CP: The interesting thing I’m observing sitting in on molecular tumor boards, is looking at a systems-level and patient-specific view of the biology of the tumor to determine if you can help with treatment selection. The proteomic and phosphoprotein data is tremendously synergistic with NGS profiling. The functional phosphoprotein data can be used to adjudicate some of the genomic findings to facilitate prioritization or identify actionable targets missed by genomic analysis.
For some cancer patients, depending on where they are in their course of disease, you may only have a few more shots at successful treatment. If there’s nothing actionable coming back from an NGS profile, many times the proteomic/phosphoprotein data can fill in the gap and not only help prioritize, but actually find,
a potential actionable target to go after. The field is going towards a multi-omic view of the tumor. For that reason, the molecular profiling field could be viewed as becoming more frightening for an oncologist because that means more data to try to understand and manage. So, we need to come up with decision support tools to help take this data and integrate it on an algorithmic basis that doesn’t facilitates the doctor and patient care discussion. That means, not an artificial intelligence (AI) computer telling you what to do, but perhaps maybe just giving you a rationalized and prioritized list of things to consider. We’re working on ways to give oncologists almost a ranked option, with the rankings based upon levels of evidence, or being related to actual outcome prediction based on clinical trial results. From there, you would take that system, and integrate that with the patient’s comprehensive clinical data, including treatment history.
The application of AI gives the doctor some considerations to focus on and if integrated in real time, it allows providers to be more efficient with their time and not have to read the 35 papers to figure out should I gives a number 1 versus a number 2.

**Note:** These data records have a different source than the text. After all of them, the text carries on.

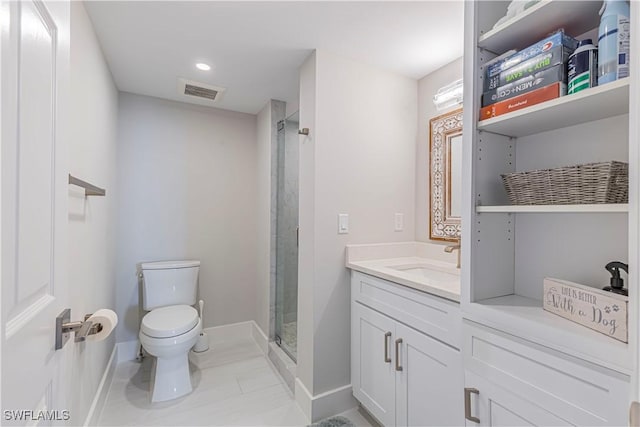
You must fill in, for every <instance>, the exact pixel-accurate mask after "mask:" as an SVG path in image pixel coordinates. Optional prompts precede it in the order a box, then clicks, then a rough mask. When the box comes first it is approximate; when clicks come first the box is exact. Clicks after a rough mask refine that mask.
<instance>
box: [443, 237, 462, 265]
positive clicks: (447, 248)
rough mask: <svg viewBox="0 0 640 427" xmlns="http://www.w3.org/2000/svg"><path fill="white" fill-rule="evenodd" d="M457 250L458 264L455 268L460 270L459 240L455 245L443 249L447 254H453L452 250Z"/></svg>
mask: <svg viewBox="0 0 640 427" xmlns="http://www.w3.org/2000/svg"><path fill="white" fill-rule="evenodd" d="M456 249H457V250H458V263H457V264H456V268H460V239H458V242H457V243H456V244H455V245H449V246H445V247H444V251H445V252H446V253H448V254H450V253H451V252H453V251H454V250H456Z"/></svg>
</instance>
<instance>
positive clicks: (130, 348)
mask: <svg viewBox="0 0 640 427" xmlns="http://www.w3.org/2000/svg"><path fill="white" fill-rule="evenodd" d="M116 347H118V363H122V362H127V361H129V360H135V359H136V356H137V355H138V350H139V349H140V341H138V340H131V341H123V342H119V343H117V344H116Z"/></svg>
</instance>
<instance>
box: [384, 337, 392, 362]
mask: <svg viewBox="0 0 640 427" xmlns="http://www.w3.org/2000/svg"><path fill="white" fill-rule="evenodd" d="M389 338H391V332H387V333H386V334H384V363H391V358H390V357H389Z"/></svg>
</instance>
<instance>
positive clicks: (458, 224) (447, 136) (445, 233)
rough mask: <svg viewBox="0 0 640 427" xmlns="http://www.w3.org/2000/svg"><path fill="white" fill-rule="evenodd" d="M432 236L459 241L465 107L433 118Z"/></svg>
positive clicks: (430, 187) (430, 204) (459, 233)
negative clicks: (463, 133)
mask: <svg viewBox="0 0 640 427" xmlns="http://www.w3.org/2000/svg"><path fill="white" fill-rule="evenodd" d="M429 154H430V159H429V166H430V167H429V170H430V174H429V193H430V197H429V202H430V206H431V219H430V221H429V235H430V238H431V239H433V240H445V241H451V240H459V239H460V231H461V225H460V216H461V214H462V212H461V204H462V109H461V108H460V109H458V110H455V111H451V112H449V113H446V114H443V115H441V116H438V117H435V118H433V119H431V120H430V121H429Z"/></svg>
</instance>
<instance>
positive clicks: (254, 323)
mask: <svg viewBox="0 0 640 427" xmlns="http://www.w3.org/2000/svg"><path fill="white" fill-rule="evenodd" d="M251 325H252V328H251V336H252V337H253V340H254V341H255V342H256V344H258V347H260V349H261V350H262V353H264V355H265V356H266V355H267V354H269V337H267V334H265V333H264V331H263V330H262V328H260V325H258V323H256V321H255V320H252V321H251Z"/></svg>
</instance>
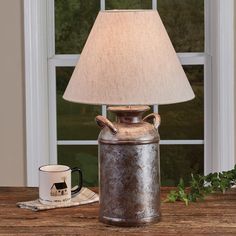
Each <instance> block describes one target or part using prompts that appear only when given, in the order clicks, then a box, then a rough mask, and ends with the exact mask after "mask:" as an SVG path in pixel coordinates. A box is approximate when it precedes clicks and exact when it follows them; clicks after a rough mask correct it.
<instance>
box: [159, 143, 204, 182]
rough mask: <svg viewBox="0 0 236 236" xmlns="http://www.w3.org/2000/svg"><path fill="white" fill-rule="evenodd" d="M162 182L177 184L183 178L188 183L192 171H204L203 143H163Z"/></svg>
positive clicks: (160, 160) (160, 148)
mask: <svg viewBox="0 0 236 236" xmlns="http://www.w3.org/2000/svg"><path fill="white" fill-rule="evenodd" d="M160 162H161V184H162V186H176V185H177V184H178V182H179V180H180V178H183V179H184V181H185V183H186V185H187V184H188V182H189V180H190V178H191V173H198V174H203V173H204V146H203V145H161V146H160Z"/></svg>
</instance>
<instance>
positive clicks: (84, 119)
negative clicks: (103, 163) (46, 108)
mask: <svg viewBox="0 0 236 236" xmlns="http://www.w3.org/2000/svg"><path fill="white" fill-rule="evenodd" d="M73 69H74V68H73V67H57V69H56V86H57V138H58V139H59V140H87V139H88V140H96V139H97V137H98V134H99V131H100V130H99V128H98V126H97V124H96V123H95V120H94V118H95V116H97V115H99V114H101V106H94V105H84V104H78V103H72V102H69V101H66V100H64V99H63V98H62V96H63V94H64V91H65V89H66V86H67V84H68V82H69V80H70V77H71V75H72V72H73Z"/></svg>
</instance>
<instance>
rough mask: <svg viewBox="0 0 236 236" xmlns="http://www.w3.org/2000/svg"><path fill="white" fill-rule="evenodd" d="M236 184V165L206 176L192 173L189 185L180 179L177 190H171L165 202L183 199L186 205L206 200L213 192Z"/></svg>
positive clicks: (181, 179) (224, 192) (226, 189)
mask: <svg viewBox="0 0 236 236" xmlns="http://www.w3.org/2000/svg"><path fill="white" fill-rule="evenodd" d="M235 184H236V165H235V166H234V169H232V170H230V171H223V172H219V173H217V172H215V173H210V174H208V175H206V176H203V175H198V174H195V175H194V174H191V180H190V182H189V187H186V186H185V184H184V181H183V179H180V181H179V184H178V185H177V189H176V190H172V191H170V193H169V194H168V195H167V198H166V199H165V200H164V201H165V202H175V201H183V202H185V204H186V205H188V204H189V202H196V201H197V200H204V198H205V197H206V196H207V195H208V194H211V193H215V192H219V191H221V192H222V193H225V191H226V190H227V189H229V188H231V187H232V186H233V185H235Z"/></svg>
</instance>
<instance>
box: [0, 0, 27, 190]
mask: <svg viewBox="0 0 236 236" xmlns="http://www.w3.org/2000/svg"><path fill="white" fill-rule="evenodd" d="M23 34H24V33H23V1H22V0H1V1H0V55H1V56H0V81H1V86H0V104H1V105H0V120H1V122H0V186H7V185H8V186H22V185H25V183H26V178H25V177H26V176H25V169H26V168H25V162H26V158H25V124H24V122H25V115H24V113H25V106H24V54H23V51H24V46H23V45H24V39H23Z"/></svg>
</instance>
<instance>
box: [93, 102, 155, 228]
mask: <svg viewBox="0 0 236 236" xmlns="http://www.w3.org/2000/svg"><path fill="white" fill-rule="evenodd" d="M148 108H149V107H146V106H142V107H112V108H109V110H112V112H115V113H116V115H117V122H114V123H112V125H111V124H110V123H109V122H106V118H104V117H101V116H98V117H96V121H97V123H98V124H99V125H100V126H101V127H102V130H101V132H100V135H99V138H98V141H99V182H100V186H99V187H100V189H99V194H100V211H99V220H100V221H101V222H104V223H107V224H112V225H118V226H141V225H143V224H148V223H151V222H157V221H159V220H160V177H159V176H160V164H159V140H160V138H159V134H158V131H157V127H158V125H159V123H160V117H159V115H157V114H150V115H149V116H147V117H145V118H144V119H142V113H143V112H144V111H146V110H147V109H148ZM150 119H153V120H154V125H153V124H150V123H148V122H146V120H150ZM107 124H108V125H107Z"/></svg>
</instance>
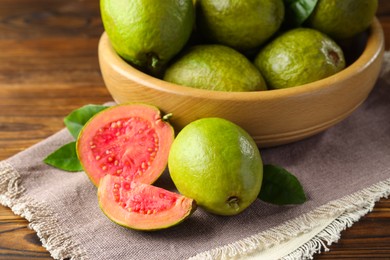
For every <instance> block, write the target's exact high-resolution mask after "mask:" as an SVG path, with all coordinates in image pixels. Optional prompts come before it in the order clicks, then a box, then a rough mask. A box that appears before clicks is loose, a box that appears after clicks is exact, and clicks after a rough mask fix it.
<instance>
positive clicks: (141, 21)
mask: <svg viewBox="0 0 390 260" xmlns="http://www.w3.org/2000/svg"><path fill="white" fill-rule="evenodd" d="M100 10H101V16H102V21H103V25H104V29H105V31H106V32H107V35H108V37H109V39H110V42H111V44H112V46H113V48H114V49H115V51H116V52H117V53H118V54H119V55H120V56H121V57H122V58H123V59H124V60H126V61H128V62H129V63H131V64H132V65H134V66H136V67H138V68H140V69H142V70H144V71H145V72H147V73H150V74H152V75H155V76H161V73H162V70H163V69H164V67H165V65H166V64H167V63H168V62H169V61H170V60H171V59H172V58H173V57H174V56H175V55H176V54H177V53H178V52H179V51H181V49H182V48H183V47H184V45H185V44H186V43H187V41H188V39H189V37H190V35H191V32H192V30H193V27H194V23H195V8H194V5H193V2H192V0H180V1H179V0H165V1H157V2H156V1H152V0H137V1H134V0H116V1H111V0H100Z"/></svg>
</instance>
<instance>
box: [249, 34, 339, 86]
mask: <svg viewBox="0 0 390 260" xmlns="http://www.w3.org/2000/svg"><path fill="white" fill-rule="evenodd" d="M254 64H255V66H256V67H257V68H258V69H259V70H260V72H261V74H262V75H263V77H264V79H265V81H266V83H267V86H268V87H269V88H270V89H282V88H290V87H295V86H300V85H304V84H307V83H310V82H314V81H317V80H320V79H323V78H326V77H329V76H331V75H334V74H336V73H337V72H339V71H341V70H343V69H344V68H345V66H346V62H345V57H344V53H343V50H342V49H341V47H340V46H339V45H338V44H337V43H336V42H335V41H334V40H332V39H331V38H329V37H328V36H327V35H325V34H323V33H321V32H319V31H317V30H314V29H310V28H297V29H293V30H290V31H288V32H286V33H284V34H282V35H280V36H279V37H277V38H275V39H274V40H273V41H271V42H270V43H268V44H267V45H266V46H265V47H264V48H263V49H262V50H260V52H259V53H258V54H257V56H256V58H255V60H254Z"/></svg>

With respect to proteomics results, for the first time we’re able to do that technically, in a CLIA setting, and deliver a panel assay result back to the oncologist in around two weeks. That solves a huge pressure point because doctors can’t wait four to six weeks for the data. We have to be able to deliver robust and believable data back as quickly as possible.

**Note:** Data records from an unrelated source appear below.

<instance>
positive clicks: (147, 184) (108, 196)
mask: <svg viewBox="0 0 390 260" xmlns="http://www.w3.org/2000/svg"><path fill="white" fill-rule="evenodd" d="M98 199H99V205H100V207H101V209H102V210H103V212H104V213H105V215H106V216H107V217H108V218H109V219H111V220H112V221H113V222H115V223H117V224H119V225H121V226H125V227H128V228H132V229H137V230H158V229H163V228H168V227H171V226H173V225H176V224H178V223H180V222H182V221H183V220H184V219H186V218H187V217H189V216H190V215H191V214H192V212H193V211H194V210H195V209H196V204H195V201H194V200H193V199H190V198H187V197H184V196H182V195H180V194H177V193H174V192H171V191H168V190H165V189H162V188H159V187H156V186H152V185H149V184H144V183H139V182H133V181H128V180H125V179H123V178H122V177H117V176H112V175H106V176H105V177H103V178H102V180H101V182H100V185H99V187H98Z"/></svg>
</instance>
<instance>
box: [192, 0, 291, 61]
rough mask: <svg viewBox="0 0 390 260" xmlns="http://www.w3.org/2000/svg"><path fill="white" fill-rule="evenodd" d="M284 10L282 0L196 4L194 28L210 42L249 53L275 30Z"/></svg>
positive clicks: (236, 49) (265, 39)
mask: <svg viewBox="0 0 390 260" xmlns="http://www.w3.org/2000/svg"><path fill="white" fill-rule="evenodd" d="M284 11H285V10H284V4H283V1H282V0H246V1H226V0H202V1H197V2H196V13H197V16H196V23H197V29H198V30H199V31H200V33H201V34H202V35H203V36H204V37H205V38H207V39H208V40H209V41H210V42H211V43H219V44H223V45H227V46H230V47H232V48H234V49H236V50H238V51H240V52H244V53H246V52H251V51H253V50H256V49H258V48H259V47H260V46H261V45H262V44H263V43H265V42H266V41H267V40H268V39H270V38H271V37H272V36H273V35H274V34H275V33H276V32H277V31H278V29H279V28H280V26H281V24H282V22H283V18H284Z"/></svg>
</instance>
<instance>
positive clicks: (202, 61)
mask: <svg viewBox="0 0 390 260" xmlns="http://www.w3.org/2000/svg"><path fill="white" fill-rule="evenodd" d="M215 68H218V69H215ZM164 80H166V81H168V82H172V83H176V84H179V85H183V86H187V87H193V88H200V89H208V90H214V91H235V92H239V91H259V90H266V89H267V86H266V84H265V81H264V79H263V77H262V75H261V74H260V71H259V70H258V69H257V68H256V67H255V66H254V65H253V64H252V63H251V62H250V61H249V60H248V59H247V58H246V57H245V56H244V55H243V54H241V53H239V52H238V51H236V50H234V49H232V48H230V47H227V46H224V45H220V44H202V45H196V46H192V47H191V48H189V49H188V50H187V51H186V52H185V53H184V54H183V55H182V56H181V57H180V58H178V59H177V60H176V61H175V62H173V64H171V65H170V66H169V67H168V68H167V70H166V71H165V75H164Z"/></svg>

FA: What advice would you give to your peers in Community practice, who must come to grips with the plethora of clinical data, including “omics” data, to help them in practice?
JC: I think most community doctors, who are generalists, need to have very clear algorithms. So, I really think any of these assays must be based in science and have to produce actionable findings.

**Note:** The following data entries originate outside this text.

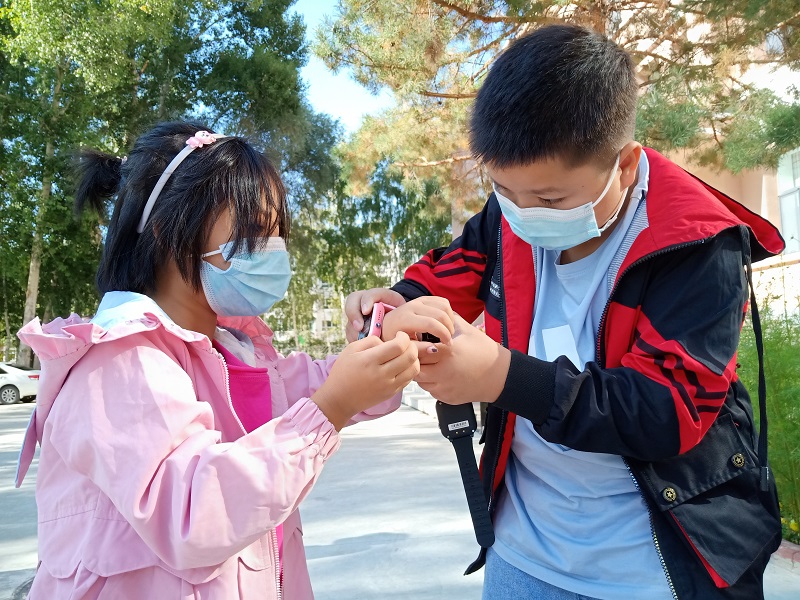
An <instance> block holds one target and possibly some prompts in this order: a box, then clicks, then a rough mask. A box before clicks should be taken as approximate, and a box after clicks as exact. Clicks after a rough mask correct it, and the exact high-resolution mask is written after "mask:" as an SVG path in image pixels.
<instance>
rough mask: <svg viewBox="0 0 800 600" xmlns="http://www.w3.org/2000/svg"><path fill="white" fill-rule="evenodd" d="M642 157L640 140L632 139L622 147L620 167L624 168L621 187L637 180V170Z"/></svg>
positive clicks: (623, 169)
mask: <svg viewBox="0 0 800 600" xmlns="http://www.w3.org/2000/svg"><path fill="white" fill-rule="evenodd" d="M641 157H642V145H641V144H640V143H639V142H634V141H630V142H628V143H627V144H625V145H624V146H623V147H622V150H620V158H619V168H620V169H622V175H621V176H620V187H623V188H626V187H629V186H631V185H633V182H634V181H636V171H637V169H638V168H639V159H640V158H641Z"/></svg>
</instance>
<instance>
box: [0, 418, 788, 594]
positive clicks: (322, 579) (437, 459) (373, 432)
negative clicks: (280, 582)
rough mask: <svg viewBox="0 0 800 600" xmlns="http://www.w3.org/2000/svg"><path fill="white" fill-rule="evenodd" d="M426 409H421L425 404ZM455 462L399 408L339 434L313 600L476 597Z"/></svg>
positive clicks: (21, 519) (5, 449) (330, 461)
mask: <svg viewBox="0 0 800 600" xmlns="http://www.w3.org/2000/svg"><path fill="white" fill-rule="evenodd" d="M423 408H424V406H423ZM30 410H31V406H30V405H17V406H12V407H5V406H2V407H0V515H2V516H1V517H0V600H6V599H7V598H9V597H10V594H11V591H12V590H13V589H14V588H15V587H16V586H17V585H19V583H21V582H23V581H25V580H26V579H27V578H28V577H30V576H31V574H32V572H33V571H32V567H34V566H35V564H36V539H35V535H36V516H35V515H36V510H35V503H34V497H33V483H34V476H35V472H36V471H35V465H34V467H32V469H31V473H30V474H29V476H28V479H27V480H26V483H25V485H24V486H23V488H22V489H21V490H15V489H13V483H12V482H13V477H14V470H15V465H16V452H17V448H18V445H19V443H20V440H21V438H22V432H23V431H24V426H25V423H26V422H27V418H28V415H29V414H30ZM460 485H461V484H460V480H459V478H458V471H457V468H456V464H455V456H454V454H453V451H452V449H451V447H450V445H449V444H448V443H447V442H446V441H445V440H444V439H443V438H442V437H441V435H440V434H439V430H438V427H437V426H436V423H435V422H434V420H433V419H432V418H431V417H430V416H428V415H426V414H424V413H422V412H418V411H416V410H413V409H411V408H407V407H403V408H402V409H401V410H400V411H398V412H397V413H395V414H394V415H391V416H389V417H386V418H384V419H380V420H378V421H375V422H372V423H363V424H359V425H356V426H354V427H351V428H349V429H348V430H346V432H345V434H344V441H343V444H342V449H341V450H340V451H339V453H337V454H336V456H334V457H333V458H332V459H331V460H330V462H329V463H328V465H327V466H326V468H325V471H324V472H323V474H322V476H321V477H320V480H319V482H318V484H317V486H316V487H315V489H314V490H313V491H312V493H311V494H310V496H309V497H308V499H307V500H306V502H305V503H304V505H303V510H302V512H303V518H304V532H305V542H306V549H307V553H308V559H309V569H310V571H311V578H312V582H313V583H314V589H315V591H316V596H317V600H378V599H380V600H383V599H389V600H391V599H401V598H402V599H408V598H414V599H415V600H478V599H479V598H480V589H481V584H482V573H481V572H479V573H477V574H475V575H471V576H468V577H464V576H463V575H462V573H463V570H464V568H465V567H466V565H467V564H468V563H469V562H470V561H471V560H472V559H473V558H474V556H475V554H476V553H475V548H476V545H475V543H474V540H473V538H472V531H471V525H470V521H469V516H468V513H467V507H466V500H465V499H464V495H463V491H462V490H461V488H460ZM765 589H766V598H767V600H797V599H798V598H800V567H795V568H794V569H793V568H792V565H791V563H789V562H788V561H785V560H780V559H773V561H772V563H771V564H770V566H769V568H768V570H767V581H766V584H765Z"/></svg>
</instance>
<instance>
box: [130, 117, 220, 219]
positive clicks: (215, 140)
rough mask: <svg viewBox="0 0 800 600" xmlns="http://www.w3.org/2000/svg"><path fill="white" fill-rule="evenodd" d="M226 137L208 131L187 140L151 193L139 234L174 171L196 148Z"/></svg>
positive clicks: (203, 132)
mask: <svg viewBox="0 0 800 600" xmlns="http://www.w3.org/2000/svg"><path fill="white" fill-rule="evenodd" d="M224 137H228V136H225V135H221V134H219V133H209V132H208V131H198V132H197V133H195V134H194V135H193V136H192V137H190V138H189V139H188V140H186V147H185V148H184V149H183V150H181V151H180V152H178V154H177V156H175V158H173V159H172V161H170V163H169V164H168V165H167V168H166V169H164V172H163V173H162V174H161V177H159V178H158V181H157V182H156V186H155V187H154V188H153V191H152V192H150V197H149V198H148V199H147V202H145V205H144V210H143V211H142V217H141V219H139V225H138V226H137V227H136V231H137V233H142V232H143V231H144V226H145V225H146V224H147V219H149V218H150V213H151V212H152V210H153V206H154V205H155V203H156V199H157V198H158V195H159V194H160V193H161V190H162V189H164V185H166V183H167V180H168V179H169V178H170V176H171V175H172V173H173V171H175V169H177V168H178V165H179V164H181V163H182V162H183V159H185V158H186V157H187V156H189V155H190V154H191V153H192V152H193V151H194V150H195V149H196V148H202V147H203V146H207V145H208V144H213V143H214V142H216V141H217V140H218V139H220V138H224Z"/></svg>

I think the onus is on the diagnostic companies and laboratories that are developing new “omics” to say, “here is the priority”. Some doctors even ignore a lot of NGS results because they’re not getting that much out of NGS in terms of actions they can take to help their patients. In such situations, they ask themselves, “why would I order it”? As such, it is up to the scientific community to grow the list of options that physicians can consider making it worthwhile.
Personally, I find it useful to make biologically based recommendations to my patients. I really try to be biologically based, at least as much as I can.
CP: Diagnostics companies must apply technology and generate results that can be visualized
in a clear and concise manner in actionable ways that immediately highlight the therapeutic opportunities - specific clinical trials matched to their patient specific tumor/state, specific molecularly guided on and off-label therapies etc., so that the results show themselves self-evidently and thus communicate clearly to the treating oncologist what actions they can consider to optimize treatment for their patients.